第35話 (5/6)
5年前
14,600年
暗時の20日
「私と結婚したいって?」
ルディは気まずそうに頬をかいた。「あまり嬉しそうじゃないね。」
シン・スタージスは目を回した。「ごめん、でもちょっと遅いよ。それって、うちの兄貴と園香の取り合いしてたんじゃなかったの?」
「正直に言うと、これは僕の意思じゃなかったんだ。」ルディは認めた。部屋の中を歩き、窓の外を眺めてから、シンが座って絵を描いている机へ向かった。

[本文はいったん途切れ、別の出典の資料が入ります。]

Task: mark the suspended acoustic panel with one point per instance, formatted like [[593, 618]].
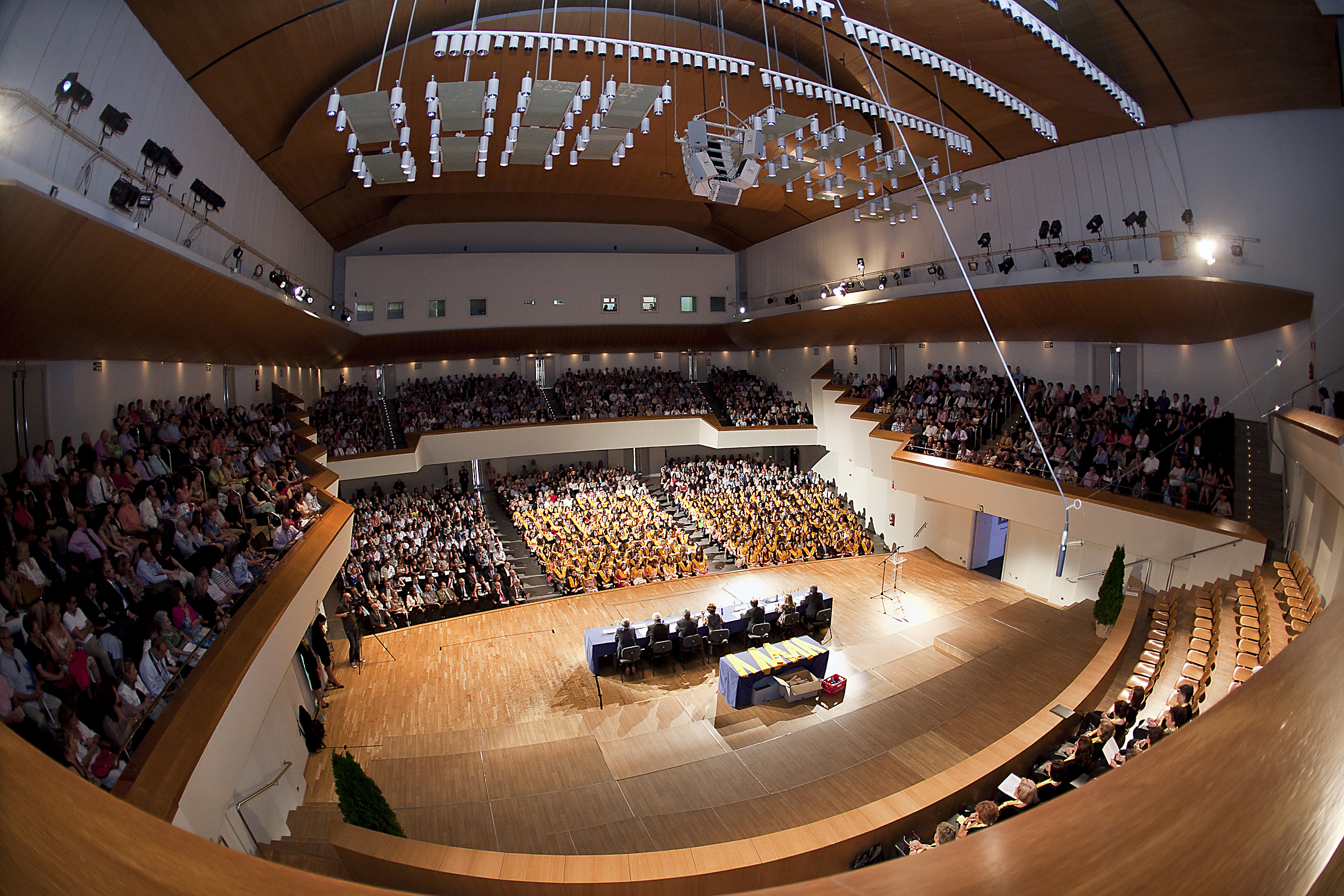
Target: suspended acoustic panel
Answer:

彼女は紙に幻想的な洞窟を描いていた。そこには何千本もの花が咲いていた。
「もっと大切に思える人に聞いてみたら?」シンは言って、筆を水に浸した。
「親がどうしてもって言うからさ、がっかりさせたくなかったんだ。」ルディはため息をついた。「たぶん、君の言う通りだ。バカな考えだったよ。」
「まったくだね。」とシン。「失礼だよ。なに?お金持ちってだけで、私が喜んで飛びつくとでも思ったの?」
ルディは困ったように笑った。「まあ、僕は… 君が僕のことを少しでも好きだったら、それで十分だと思っただけ。」
兄と同じく、彼女も父親譲りの血色のよい白い肌をしていた。シンの頬がほんのりピンクに染まる。
「な、なにそれ!」
「うん、僕は君が好き。でもそれ以上のことはできないと思う。それが僕の限界。」ルディは小さく微笑んだ。「それじゃ足りないなら、仕方ないけど。」